The complete genome sequence (GenBank accession number AE002098) was obtained by the random shotgun sequencing strategy (7). N. meningitidis strain MC58 has a genome size of 2,272,351 base pairs (bp) with an average G+C content of 51.5%. Base pair 1 of the chromosome was assigned within the putative origin of replication that was determined by the presence of a cluster of DnaA boxes, oligomer-skew (8), and G-C skew (9) analyses. The approach to genome annotation was novel in that it combined the results of open reading frame (ORF) prediction with whole-genome homology searches (10). In addition, experiments on a subset of ORFs showed that the products of 85 of these were potentially located on the surface of the meningococcus (11).

The genome contains four ribosomal RNA (rRNA) operons (16S-23S-5S) and 59 tRNAs with specificity for all 20 amino acids. The 2158 ORFs identified [Fig. 1; Web figure 1 and table 1 (12)] represent 83% of the genome, with an average size of 874 bp. Biological roles were assigned to 1158 ORFs (53.7%) with similarity to proteins of known function according to the classification scheme adapted from Riley (13). Three hundred and forty-five (16.0%) predicted coding sequences matched gene products of unknown function from other species, and 532 (24.7%) had no database match (www.tigr.org/tdb/mdb/mdb.html).

Figure 1

Circular representation of the N. meningitidis strain MC58 genome. Outer circle, predicted coding regions on the plus strand color-coded by role categories [Web figure 1 and table 1 (12)]: salmon, amino acid biosynthesis; light blue, biosynthesis of cofactors, prosthetic groups, and carriers; light green, cell envelope; red, cellular processes; brown, central intermediary metabolism; yellow, DNA metabolism; green, energy metabolism; purple, fatty acid and phospholipid metabolism; pink, protein fate and synthesis; orange, purines, pyrimidines, nucleosides, and nucleotides; blue, regulatory functions; gray, transcription; teal, transport and binding proteins; black, hypothetical and conserved hypothetical proteins. Second circle, predicted coding regions on the minus strand color-coded by role categories. Third circle, predicted coding regions on the plus strand color-coded by function in virulence (Tables 1 and 2): red, acquisition; cyan, colonization; magenta, evasion; yellow, toxins; green, unknown; dark green, putative phase-variable genes; blue, candidate vaccine genes that were expressed in vitro and whose products are potentially located on the surface of the meningococcus (11); black, hypothetical and conserved hypothetical proteins. Fourth circle, predicted coding regions on the minus strand color-coded by function in virulence. Fifth circle,Neisseria USSs. Sixth circle, N. gonorrhoeaeinverted repeats (33). Seventh circle, atypical nucleotide composition curve [the dinucleotide signatures analysis (29) is shown]. Eighth circle, percent G+C curve. Ninth circle, tRNAs. Tenth circle, ribosomal RNAs.

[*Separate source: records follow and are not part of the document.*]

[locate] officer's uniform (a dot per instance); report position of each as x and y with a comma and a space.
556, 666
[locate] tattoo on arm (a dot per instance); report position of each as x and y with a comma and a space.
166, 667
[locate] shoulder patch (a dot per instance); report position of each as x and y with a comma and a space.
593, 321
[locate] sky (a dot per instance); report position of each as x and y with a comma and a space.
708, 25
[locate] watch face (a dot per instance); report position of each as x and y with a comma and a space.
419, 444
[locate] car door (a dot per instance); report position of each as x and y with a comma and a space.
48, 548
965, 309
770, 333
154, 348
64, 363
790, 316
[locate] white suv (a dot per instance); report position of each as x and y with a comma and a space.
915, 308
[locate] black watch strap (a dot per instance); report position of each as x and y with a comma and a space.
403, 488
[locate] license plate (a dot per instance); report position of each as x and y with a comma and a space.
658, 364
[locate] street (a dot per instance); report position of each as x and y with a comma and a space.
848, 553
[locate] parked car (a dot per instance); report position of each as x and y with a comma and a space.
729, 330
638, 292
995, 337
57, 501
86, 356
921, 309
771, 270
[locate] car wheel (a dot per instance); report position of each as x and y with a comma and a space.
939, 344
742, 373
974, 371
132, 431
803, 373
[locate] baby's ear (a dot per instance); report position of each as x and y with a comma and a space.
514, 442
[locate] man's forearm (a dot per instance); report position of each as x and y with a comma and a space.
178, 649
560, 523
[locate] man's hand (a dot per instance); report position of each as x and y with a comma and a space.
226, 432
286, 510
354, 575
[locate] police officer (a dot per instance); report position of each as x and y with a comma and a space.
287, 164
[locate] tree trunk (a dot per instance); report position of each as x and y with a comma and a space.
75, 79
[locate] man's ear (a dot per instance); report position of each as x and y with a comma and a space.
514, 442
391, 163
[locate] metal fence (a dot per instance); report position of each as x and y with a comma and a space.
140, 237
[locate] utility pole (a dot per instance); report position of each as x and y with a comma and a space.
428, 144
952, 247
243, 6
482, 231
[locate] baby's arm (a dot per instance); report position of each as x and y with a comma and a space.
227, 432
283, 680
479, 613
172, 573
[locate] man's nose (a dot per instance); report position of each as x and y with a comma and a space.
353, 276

We have identified 234 families of proteins in strain MC58 (14), containing a total of 678 proteins (32% of the total number of ORFs). The largest family consists of 24 adenosine 5′-triphosphate (ATP)–binding subunits of ABC transporters. The extent of potential recent gene duplications in strain MC58 was estimated by identification of ORFs that are more similar to other ORFs within the strain MC58 genome than to ORFs from other genomes (15). This analysis revealed that out of 678 proteins present in families, 105 may have evolved through a process that involved duplication. Most of these are predicted to be involved in pathogenicity functions or transposition activities, or are of unknown function.

Strain MC58 contains 22 intact and 29 remnant insertion sequences (ISs). Most of the latter have transposase genes that contain multiple frame shifts, large deletions and/or premature termination codons, or lack associated inverted repeats. The IS families represented are IS3, IS5, IS30, and IS110 (16), and two groups belong to as yet unclassified families; one of these is related to IS1016 (17), and the second was first identified inSynechocystis sp. (18). The majority of putative functional ISs are closely related to IS4351 (19) (IS30 family), whereas the other putative functional ISs are related to IS1106A3 (20) (IS5 family). Three homologs of the pilin-associated invertases of N. gonorrhoeae(21) and Moraxella lacunata (22), which are closely related to transposases, are present. Two of these genes, pivNM-1A and pivNM-1B, are identical to one another and are similar to the N. gonorrhoeae sequence (42.4% identity), whereas the remaining gene, pivNM-2, is slightly more divergent (38.8% identity).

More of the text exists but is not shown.